Still, she could see his eyes, glittering in the dark.
She would have to do it while she faced him now. And without the benefit of chloroform either putting him out cold or deadening his senses. She pushed back at the one last stab of doubt as she reached into her robe for her knife.
There was no time to doubt. No time to hesitate. He certainly hadn’t done either when he’d passed that judgment on her father. There was no time for humanity when your enemy had none.

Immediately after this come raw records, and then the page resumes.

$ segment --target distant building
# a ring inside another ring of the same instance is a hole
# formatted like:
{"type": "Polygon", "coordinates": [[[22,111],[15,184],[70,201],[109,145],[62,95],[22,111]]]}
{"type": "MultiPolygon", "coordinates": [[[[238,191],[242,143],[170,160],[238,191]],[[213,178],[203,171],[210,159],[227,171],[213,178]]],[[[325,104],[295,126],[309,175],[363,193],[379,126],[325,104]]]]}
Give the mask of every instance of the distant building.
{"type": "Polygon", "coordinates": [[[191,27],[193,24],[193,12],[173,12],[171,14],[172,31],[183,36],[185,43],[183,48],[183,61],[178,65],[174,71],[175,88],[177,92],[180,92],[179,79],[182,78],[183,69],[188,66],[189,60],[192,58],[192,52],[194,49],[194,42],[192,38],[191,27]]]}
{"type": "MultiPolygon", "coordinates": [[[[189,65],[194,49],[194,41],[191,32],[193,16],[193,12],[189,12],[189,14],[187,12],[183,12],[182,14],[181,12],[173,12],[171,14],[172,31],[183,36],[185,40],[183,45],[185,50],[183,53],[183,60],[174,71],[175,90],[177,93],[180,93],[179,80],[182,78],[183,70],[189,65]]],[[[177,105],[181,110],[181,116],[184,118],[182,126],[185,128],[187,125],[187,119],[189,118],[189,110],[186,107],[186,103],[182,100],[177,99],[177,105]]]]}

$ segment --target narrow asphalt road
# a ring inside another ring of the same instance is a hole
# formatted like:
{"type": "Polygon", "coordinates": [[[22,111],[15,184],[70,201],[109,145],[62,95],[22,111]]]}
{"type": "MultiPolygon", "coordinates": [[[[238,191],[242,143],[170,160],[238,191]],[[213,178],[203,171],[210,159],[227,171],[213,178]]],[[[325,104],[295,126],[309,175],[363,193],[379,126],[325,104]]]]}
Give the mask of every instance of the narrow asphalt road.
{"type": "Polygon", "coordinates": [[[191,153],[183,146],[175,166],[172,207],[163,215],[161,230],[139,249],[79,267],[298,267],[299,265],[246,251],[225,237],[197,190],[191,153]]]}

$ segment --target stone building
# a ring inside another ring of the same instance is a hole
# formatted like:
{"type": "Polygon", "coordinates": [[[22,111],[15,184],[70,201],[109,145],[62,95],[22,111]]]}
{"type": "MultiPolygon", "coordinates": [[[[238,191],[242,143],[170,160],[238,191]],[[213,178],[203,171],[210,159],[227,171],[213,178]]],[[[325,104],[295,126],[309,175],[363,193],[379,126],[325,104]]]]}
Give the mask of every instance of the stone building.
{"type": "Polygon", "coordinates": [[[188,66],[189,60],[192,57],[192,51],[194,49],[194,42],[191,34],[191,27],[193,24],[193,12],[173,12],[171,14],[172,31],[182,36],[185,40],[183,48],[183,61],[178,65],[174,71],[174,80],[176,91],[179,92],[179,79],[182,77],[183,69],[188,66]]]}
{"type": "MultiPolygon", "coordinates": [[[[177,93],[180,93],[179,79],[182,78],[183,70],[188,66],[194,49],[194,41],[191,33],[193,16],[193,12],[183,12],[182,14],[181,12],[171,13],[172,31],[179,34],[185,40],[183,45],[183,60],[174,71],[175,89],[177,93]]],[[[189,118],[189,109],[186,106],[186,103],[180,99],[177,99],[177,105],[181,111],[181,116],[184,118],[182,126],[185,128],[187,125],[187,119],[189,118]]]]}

She whipped the knife out of her robe and held it up. Ferran grabbed both of her wrists and on a low, intense growl pushed her backward and propelled them both up against the side of the bed. He pushed her hand back, the knife blade flicking her cheek, parting the flesh there. A stream of blood trickled into her mouth.

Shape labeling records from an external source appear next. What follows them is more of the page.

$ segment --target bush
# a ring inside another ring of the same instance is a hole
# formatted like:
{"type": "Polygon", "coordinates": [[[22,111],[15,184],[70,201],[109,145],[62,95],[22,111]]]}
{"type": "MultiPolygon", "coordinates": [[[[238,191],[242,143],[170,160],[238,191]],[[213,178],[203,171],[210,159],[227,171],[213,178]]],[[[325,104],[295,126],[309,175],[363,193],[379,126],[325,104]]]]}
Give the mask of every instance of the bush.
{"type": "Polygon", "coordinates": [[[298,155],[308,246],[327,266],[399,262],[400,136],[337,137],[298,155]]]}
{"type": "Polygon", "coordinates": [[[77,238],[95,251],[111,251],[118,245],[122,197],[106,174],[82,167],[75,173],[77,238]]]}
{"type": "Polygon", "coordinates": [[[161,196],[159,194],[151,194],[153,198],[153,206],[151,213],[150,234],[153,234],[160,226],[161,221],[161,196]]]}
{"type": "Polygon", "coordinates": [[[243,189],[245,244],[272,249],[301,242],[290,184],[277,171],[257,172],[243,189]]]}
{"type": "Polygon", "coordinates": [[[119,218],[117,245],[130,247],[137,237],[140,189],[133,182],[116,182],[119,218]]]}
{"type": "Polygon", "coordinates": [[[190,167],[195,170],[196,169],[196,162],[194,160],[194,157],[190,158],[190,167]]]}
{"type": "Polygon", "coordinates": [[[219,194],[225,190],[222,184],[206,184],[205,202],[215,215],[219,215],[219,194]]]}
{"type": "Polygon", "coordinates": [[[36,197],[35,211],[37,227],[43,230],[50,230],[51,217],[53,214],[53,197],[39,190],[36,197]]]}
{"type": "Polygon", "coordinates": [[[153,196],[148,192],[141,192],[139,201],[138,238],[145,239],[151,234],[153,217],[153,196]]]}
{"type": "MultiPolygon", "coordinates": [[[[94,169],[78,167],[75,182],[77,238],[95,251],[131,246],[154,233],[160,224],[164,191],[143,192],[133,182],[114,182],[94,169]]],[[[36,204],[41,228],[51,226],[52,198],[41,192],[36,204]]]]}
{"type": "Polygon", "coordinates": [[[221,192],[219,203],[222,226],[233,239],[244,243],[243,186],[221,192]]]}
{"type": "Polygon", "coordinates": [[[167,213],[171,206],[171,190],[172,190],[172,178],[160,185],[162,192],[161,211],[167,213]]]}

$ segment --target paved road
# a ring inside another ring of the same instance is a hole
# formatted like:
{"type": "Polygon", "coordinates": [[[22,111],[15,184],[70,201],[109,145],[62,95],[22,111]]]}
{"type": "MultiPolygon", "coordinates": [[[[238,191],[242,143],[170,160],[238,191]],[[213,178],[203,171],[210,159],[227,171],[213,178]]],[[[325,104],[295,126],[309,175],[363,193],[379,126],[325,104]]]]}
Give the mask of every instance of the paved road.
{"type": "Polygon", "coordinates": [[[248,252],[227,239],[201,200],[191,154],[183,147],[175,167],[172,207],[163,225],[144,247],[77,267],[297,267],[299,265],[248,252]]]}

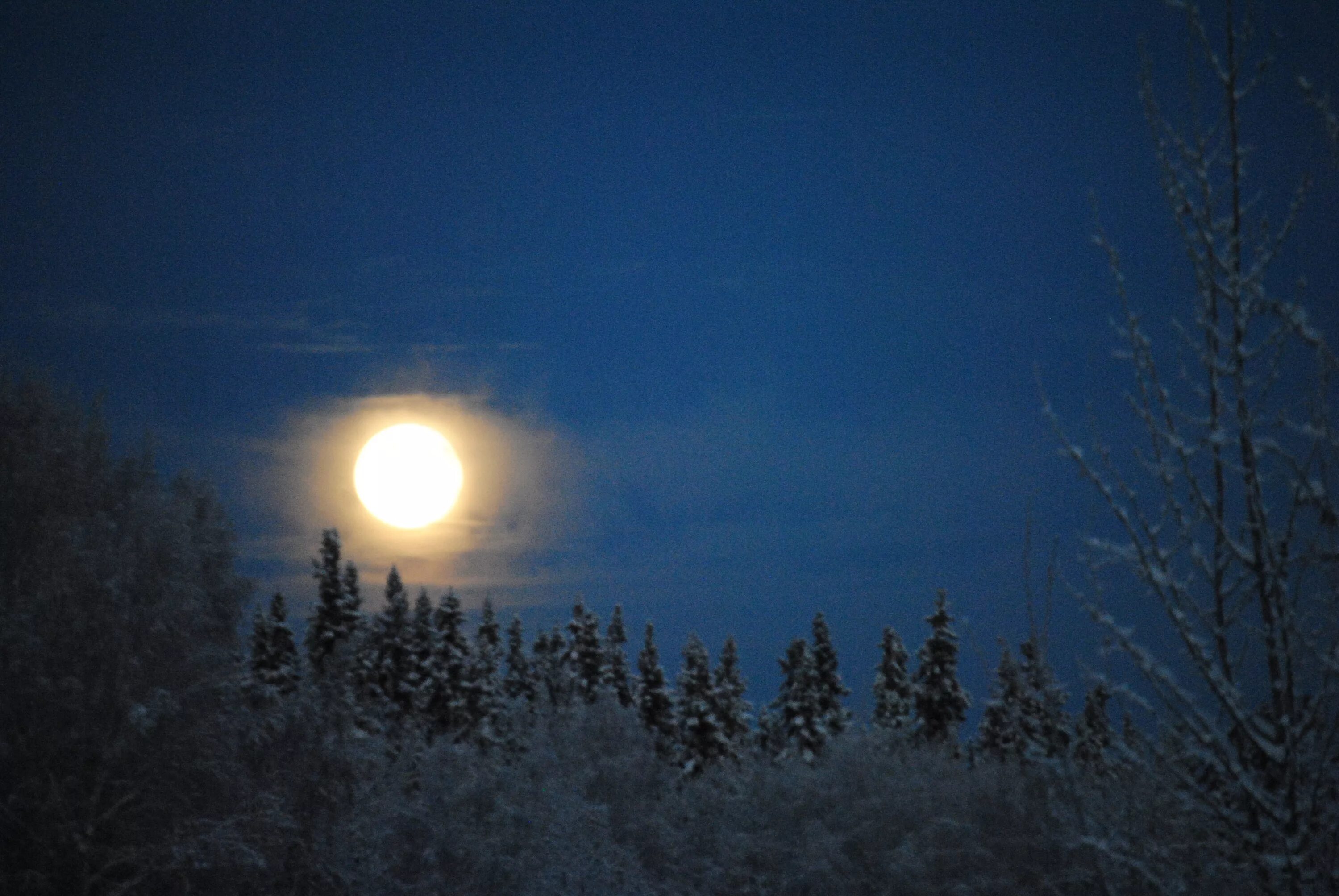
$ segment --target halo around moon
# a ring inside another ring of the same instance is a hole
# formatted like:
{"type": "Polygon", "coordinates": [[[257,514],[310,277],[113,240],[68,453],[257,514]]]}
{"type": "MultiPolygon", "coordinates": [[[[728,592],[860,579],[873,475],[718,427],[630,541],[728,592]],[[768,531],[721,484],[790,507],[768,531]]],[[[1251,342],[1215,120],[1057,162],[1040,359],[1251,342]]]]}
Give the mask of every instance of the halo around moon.
{"type": "Polygon", "coordinates": [[[398,529],[420,529],[445,517],[463,482],[455,449],[445,435],[419,423],[382,430],[367,441],[353,465],[353,489],[363,506],[398,529]]]}

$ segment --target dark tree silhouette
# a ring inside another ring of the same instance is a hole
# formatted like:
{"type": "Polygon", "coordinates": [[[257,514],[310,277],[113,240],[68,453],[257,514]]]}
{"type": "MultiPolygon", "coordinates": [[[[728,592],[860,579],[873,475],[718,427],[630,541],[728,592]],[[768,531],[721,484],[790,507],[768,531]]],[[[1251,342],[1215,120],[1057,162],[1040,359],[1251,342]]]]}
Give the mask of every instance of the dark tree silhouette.
{"type": "Polygon", "coordinates": [[[916,702],[916,739],[921,743],[947,743],[957,749],[957,726],[967,718],[969,700],[957,682],[957,635],[948,615],[948,592],[935,597],[935,612],[925,617],[929,638],[916,658],[920,666],[912,676],[916,702]]]}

She fisted his hair and his head fell back. She tried to bring the blade forward, but he grabbed her arm again, reversing their positions. He had her trapped against the bed, her hands flat over the mattress, bent a near-impossible direction. The tendons in her shoulders screamed, the cut on her face burning hot.
“Who sent you?” he asked, his voice a low rasp.

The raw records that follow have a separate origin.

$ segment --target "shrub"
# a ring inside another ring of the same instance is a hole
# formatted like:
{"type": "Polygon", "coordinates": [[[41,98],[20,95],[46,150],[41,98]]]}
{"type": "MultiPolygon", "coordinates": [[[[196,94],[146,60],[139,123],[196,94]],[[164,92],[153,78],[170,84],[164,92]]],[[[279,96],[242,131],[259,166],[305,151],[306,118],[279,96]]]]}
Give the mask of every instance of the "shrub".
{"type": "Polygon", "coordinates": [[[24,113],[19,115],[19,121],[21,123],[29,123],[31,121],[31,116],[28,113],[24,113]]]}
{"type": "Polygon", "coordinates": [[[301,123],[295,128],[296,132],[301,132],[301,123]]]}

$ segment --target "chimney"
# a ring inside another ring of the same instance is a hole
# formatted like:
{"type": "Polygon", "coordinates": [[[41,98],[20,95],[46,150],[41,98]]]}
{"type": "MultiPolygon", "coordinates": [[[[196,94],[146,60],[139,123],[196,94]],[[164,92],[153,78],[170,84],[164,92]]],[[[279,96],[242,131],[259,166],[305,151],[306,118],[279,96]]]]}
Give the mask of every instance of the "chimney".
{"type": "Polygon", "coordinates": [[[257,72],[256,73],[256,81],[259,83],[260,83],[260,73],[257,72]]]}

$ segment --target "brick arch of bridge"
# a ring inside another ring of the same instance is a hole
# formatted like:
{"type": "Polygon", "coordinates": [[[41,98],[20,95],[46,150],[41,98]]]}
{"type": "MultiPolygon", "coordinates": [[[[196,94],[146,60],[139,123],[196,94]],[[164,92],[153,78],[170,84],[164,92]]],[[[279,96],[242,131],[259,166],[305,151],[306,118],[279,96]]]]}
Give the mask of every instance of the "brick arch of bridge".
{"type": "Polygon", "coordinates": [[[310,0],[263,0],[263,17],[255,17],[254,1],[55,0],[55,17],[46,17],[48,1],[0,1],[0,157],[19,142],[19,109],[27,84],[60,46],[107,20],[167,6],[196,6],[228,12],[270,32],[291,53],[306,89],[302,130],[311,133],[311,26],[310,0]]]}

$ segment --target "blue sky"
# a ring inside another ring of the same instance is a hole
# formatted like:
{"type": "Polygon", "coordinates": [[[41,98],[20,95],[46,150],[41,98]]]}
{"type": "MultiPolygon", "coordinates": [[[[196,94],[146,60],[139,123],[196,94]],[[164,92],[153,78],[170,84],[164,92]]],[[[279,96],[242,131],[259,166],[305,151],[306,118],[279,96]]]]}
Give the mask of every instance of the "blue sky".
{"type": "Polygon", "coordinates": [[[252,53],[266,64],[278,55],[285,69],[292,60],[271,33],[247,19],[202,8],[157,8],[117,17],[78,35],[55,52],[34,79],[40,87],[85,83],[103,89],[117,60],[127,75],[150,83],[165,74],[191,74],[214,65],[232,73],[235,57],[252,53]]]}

“I sent myself,” she said, spitting out the blood that had pooled in her mouth onto the floor beside them.
“And what is it you’re here to do?”
“Kill you, obviously.”
He growled again and twisted her arm, forcing her to drop the knife. And still he held her fast. “You’ve failed,” he said.
“So far.”
“And forever,” he said, his tone dripping with disdain. “What I want to know is why a woman is hiding in my bedchamber ready to end my life.”
“I would have thought this happened to you quite often.”
“Not in my memory.”
“A life for a life,” she said. “And as you only have the one, I will take it. Though you owe more.”
“Is that so?”
“I’m not here to debate with you.”
“No, you’re here to kill me. But as that isn’t going to happen—tonight or any other night—you may perhaps begin to make the case as to why I should not have you executed. For an attempt at assassinating a world leader. For treason. I could. At the very least I can have you thrown in jail right this moment. All it takes is a call.”
“Then why haven’t you made it?”
“Because I have not stayed sheikh, through changes in the world, civil unrest and assassination attempts, without learning that all things, no matter how bad, can be exploited to my advantage if I know where to look.”
“I will not be used to your advantage.”
“Then enjoy prison.”
Samarah hesitated. Because she wouldn’t forge an alliance with Ferran. It was an impossible ask. He had destroyed her life. He had toppled the government in her country. Left the remainder of her family on the run like dogs.
Left her and her mother on the streets to fend for themselves until her mother had died.
He had taken everything. And she had spent her life with one goal in mind. To ensure that he didn’t get away with it. To ensure his line wouldn’t continue while hers withered.
And she was failing.
Unless she stopped. Unless she listened. Unless she did what Ferran claimed to do. Turn every situation to her advantage.
“And what do I need to give in exchange for my freedom?”
“I haven’t decided yet,” he said. “I haven’t decided if, in fact, your freedom is on the table. But the power is with me, is it not?”
“Isn’t it always?” she asked. “You’re the sheikh.”
“This is true.”
“Will you release me?”
He reached behind her, and when he drew his hand back into her line of vision, she saw he was now holding the knife. “I don’t trust you, little desert viper.”
“So well you shouldn’t, Your Highness, as I would cut your throat if given the chance.”
“Yet I have your knife. And you’re the only one who bled. I will release you for the moment, only if you agree to follow my instructions.”
“That depends on what they are.”
“I want you to get on the bed, in the center, and stay there.”
She stiffened, a new kind of fear entering her body. Death she’d been prepared for. But she had not, even for a moment, given adequate thought and concern to the idea of him putting his hands on her body.